At the school, all subjects except English are taught in Putonghua. At present, all of its 62 teachers, except three English-language teachers, have Putonghua certificates. The school’s 671 students, including seven from France, Indonesia and Pakistan, receive a Mandarin education.

Joyce Lung (left), general manager of the Hong Kong Modern Language Centre, poses with a student. Almost 15 percent of the students who enroll in Putonghua courses at the center are expatriates. (PHOTO PROVIDED TO CHINA DAILY)

Xianggang Putonghua Yanxishe founded the primary school because it’s only natural for Chinese to learn Mandarin, Leung said. Putonghua offers students many advantages. For example, they could integrate listening, speaking, reading and writing when learning Putonghua, which will help them get higher scores in Chinese subjects in the Hong Kong Diploma of Secondary Education examination in the future. Polishing up their Putonghua skills will also enable students to learn more about Chinese culture, enhance their national identity, and help them integrate into the nation’s development.

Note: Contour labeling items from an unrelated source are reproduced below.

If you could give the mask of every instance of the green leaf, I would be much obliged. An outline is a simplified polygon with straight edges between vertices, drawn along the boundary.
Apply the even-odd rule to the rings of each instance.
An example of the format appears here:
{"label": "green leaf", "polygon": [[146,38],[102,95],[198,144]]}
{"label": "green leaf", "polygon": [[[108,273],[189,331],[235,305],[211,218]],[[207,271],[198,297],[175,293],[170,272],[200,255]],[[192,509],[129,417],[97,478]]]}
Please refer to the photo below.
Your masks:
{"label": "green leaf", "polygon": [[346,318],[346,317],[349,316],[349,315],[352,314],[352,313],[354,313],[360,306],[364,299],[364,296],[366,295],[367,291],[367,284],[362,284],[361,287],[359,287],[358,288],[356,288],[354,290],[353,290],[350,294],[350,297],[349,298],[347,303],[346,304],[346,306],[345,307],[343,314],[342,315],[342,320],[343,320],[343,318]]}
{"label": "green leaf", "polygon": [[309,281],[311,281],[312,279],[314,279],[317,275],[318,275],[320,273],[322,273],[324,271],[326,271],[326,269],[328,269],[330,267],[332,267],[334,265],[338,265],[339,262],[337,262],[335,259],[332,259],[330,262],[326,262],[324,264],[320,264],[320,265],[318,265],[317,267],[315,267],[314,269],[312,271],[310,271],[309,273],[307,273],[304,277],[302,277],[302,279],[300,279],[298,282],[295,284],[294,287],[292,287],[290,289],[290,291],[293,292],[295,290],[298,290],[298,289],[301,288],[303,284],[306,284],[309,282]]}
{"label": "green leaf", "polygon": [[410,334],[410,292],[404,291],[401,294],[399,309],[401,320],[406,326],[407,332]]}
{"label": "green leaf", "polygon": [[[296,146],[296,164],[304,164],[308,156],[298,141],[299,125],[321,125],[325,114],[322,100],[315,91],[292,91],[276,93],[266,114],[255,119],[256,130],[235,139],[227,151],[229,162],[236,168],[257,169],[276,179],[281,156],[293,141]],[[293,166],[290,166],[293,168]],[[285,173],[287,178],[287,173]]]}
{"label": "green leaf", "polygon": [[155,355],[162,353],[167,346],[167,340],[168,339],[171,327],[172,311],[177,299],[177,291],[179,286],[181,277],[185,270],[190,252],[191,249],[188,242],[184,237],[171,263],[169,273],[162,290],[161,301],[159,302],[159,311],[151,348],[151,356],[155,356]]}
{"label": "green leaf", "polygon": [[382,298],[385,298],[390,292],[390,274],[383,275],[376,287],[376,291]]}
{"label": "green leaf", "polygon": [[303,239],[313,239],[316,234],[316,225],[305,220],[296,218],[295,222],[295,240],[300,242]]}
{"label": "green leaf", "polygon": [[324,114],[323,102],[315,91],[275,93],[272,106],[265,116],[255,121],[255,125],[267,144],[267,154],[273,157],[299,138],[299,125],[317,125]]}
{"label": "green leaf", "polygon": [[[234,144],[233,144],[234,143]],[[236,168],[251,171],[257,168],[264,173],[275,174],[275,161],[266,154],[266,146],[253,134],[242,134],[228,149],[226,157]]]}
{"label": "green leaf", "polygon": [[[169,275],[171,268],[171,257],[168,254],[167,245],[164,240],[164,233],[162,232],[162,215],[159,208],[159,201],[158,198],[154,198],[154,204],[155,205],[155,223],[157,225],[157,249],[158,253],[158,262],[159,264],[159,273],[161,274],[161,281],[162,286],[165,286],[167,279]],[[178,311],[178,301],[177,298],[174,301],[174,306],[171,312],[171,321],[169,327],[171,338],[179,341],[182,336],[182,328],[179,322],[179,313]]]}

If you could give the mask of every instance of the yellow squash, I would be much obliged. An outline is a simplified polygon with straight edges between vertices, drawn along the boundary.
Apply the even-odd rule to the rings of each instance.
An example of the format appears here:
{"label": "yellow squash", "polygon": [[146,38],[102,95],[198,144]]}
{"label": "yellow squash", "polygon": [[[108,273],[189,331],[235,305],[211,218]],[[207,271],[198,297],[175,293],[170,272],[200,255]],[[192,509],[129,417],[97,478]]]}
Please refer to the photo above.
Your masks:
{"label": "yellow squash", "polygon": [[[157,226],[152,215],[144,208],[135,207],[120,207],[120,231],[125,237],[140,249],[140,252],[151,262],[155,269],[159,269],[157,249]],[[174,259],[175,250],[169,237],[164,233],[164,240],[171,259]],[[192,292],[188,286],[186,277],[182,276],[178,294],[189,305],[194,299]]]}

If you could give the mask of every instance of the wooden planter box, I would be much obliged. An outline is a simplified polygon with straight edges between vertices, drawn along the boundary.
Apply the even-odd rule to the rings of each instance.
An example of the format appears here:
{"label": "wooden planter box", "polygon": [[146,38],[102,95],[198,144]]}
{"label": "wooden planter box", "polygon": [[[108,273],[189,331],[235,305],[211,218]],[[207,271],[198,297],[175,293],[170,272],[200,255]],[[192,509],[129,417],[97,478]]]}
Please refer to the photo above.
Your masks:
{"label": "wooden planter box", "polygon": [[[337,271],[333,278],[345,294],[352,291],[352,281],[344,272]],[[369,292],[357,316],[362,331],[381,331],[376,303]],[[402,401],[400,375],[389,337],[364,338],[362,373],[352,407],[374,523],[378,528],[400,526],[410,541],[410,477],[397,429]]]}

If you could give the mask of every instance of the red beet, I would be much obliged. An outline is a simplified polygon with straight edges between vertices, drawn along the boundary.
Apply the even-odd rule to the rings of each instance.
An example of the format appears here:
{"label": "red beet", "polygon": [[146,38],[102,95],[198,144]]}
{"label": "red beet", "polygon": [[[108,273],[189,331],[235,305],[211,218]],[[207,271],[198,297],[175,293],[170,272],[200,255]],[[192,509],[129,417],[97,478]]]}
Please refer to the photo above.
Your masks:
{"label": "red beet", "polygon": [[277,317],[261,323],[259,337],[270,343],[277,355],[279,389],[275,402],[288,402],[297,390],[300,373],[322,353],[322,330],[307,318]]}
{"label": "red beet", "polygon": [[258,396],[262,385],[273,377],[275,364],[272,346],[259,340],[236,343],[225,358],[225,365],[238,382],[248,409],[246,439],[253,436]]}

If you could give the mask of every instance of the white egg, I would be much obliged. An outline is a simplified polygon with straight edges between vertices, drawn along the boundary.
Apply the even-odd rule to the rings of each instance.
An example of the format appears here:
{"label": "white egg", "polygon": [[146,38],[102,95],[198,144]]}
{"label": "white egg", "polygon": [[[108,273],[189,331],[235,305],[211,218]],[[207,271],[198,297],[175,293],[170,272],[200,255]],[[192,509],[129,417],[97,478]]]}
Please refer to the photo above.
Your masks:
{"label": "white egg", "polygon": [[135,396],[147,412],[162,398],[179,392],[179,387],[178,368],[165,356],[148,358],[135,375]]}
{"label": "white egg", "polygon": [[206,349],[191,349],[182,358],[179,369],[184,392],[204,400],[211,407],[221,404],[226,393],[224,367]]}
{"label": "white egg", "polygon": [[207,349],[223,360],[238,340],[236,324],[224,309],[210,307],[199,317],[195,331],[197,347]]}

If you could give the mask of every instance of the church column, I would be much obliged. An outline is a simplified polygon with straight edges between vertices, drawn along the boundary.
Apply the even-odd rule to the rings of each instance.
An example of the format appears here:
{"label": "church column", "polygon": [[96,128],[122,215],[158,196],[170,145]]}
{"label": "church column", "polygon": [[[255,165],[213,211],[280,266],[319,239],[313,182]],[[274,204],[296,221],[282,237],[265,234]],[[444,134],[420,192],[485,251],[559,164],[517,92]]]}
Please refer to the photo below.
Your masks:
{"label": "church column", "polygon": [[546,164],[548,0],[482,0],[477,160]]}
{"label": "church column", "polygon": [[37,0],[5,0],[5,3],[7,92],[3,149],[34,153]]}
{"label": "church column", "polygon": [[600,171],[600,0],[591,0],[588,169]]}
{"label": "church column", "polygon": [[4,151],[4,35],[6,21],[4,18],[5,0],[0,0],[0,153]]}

More than 2,000 students who can speak fluent Mandarin have graduated from the school in the past two decades. In 2020, the school interviewed students who had graduated from 2002 to 2014. It found that more than 90 percent of the alumni felt learning Mandarin had helped them a lot in their further studies and entering the workplace.

“Learning Mandarin is becoming an unstoppable trend. Students who can speak Mandarin will have more opportunities and a brighter future,” stressed Leung.

Eleven-year-old Lo Wai-sum said she was attracted to the school. She is fond of Chinese subjects and is able to speak fluent Mandarin and recite many classical poems like Min Nong, which teaches people to cherish food and have gratitude for those toiling to produce it.

Lo enjoyed the various Mandarin activities organized by the school — her favorite being the lantern-riddle-solving event for celebrating the Mid-Autumn Festival, which she said could help her to learn more Chinese characters in a fun way.

Lo said Putonghua has helped her communicate with friends better. Her Putonghua skills have played an instrumental role in her decision to seek career opportunities on the mainland when the time comes.